See the [paper](https://www.cl.cam.ac.uk/~rja14/Papers/bear-lion.pdf) for more information.
### How to use
Here is an example of how to use the `Lioness_blockcipher` create.
Use a 32-byte master key and encrypt or decrypt a block in place:
```rust
use rand_core::{OsRng, RngCore};
use lioness_blockcipher::prelude::*;
type TestLioness = Lioness::<
Aes128CtrStreamCipher,
Sha256PrependKey,
DomSepSha256Kdf,
>;
fn main() -> anyhow::Result<()> {
let mut key: Key256 = Default::default();
OsRng.fill_bytes(&mut key);
let cipher: TestLioness = Lioness::new(&key)?;
// Blocks must be at >64 bytes long
let mut block = vec![0x84u8; 65];
let original = block.clone();
cipher.encrypt_in_place(&mut block)?;
cipher.decrypt_in_place(&mut block)?;
assert_eq!(block, original);
println!("success!");
Ok(())
}
```
Some notes:
- Encryption and decryption are both in-place for now.
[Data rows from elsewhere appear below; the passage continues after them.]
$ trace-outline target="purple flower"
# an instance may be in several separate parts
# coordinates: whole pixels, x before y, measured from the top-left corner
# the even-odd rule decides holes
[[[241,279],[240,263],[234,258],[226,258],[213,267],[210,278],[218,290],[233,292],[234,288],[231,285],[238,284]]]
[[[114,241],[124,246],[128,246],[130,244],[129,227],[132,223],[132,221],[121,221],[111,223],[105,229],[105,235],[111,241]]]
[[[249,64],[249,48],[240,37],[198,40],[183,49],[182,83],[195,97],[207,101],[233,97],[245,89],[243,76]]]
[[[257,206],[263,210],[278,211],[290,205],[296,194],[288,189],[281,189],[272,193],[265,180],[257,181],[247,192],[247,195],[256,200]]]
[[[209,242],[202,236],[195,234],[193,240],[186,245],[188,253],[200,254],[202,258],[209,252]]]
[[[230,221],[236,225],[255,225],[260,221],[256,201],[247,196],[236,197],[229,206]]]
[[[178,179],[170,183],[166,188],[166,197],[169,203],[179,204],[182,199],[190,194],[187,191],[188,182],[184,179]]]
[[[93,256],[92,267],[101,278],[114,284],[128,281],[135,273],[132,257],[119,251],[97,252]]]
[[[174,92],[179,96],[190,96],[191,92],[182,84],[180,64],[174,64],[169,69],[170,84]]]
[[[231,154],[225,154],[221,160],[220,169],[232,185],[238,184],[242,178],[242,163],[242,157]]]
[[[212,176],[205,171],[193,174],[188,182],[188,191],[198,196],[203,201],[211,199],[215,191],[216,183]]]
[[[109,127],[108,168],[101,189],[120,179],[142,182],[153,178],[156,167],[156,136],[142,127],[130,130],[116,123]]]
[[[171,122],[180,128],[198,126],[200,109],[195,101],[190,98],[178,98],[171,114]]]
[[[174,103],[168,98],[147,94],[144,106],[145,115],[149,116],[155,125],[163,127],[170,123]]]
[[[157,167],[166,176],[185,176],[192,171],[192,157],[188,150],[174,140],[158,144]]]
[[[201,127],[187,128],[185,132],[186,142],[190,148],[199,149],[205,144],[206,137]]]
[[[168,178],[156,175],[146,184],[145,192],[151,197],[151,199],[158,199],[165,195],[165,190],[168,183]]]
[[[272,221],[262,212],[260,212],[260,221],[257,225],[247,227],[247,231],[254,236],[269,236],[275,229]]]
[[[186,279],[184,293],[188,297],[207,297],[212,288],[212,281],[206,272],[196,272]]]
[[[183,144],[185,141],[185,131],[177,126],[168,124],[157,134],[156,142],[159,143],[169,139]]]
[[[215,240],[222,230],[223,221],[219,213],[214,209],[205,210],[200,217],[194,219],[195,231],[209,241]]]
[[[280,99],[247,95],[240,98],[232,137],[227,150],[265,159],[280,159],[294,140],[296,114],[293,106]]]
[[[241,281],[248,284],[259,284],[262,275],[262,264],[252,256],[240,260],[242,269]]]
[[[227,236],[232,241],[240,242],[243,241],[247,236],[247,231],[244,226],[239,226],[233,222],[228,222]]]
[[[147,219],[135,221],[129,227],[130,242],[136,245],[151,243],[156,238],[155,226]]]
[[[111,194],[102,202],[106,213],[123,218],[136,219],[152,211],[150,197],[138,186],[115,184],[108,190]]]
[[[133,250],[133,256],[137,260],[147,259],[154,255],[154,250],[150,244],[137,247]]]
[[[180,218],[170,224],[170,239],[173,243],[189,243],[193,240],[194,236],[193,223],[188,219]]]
- The block length need to be at least `64` bytes because Lioness splits the block into two where the left part is 32-byte, and the right part needs at least 16 bytes. might support small blocks in the future, but for Sphinx use-case, this should work.
- If you need authenticity, make sure to use `encrypt_auth` which prepends the plaintext with 128-bits zeros. Also use `decrypt_auth` to check the zeros after decryption. see [authentication example](./examples/auth)
### TODO
- [x] Add more tests, examples, and benchmarks ...
- [x] Make it generic for any compatible cipher, keyed_hash, and KDF.
- [x] Compare with existing Haskel implementation.
- [x] Add authenticated encryption and decryption which prepend the plaintext with k-zeros and checks authenticity after decryption.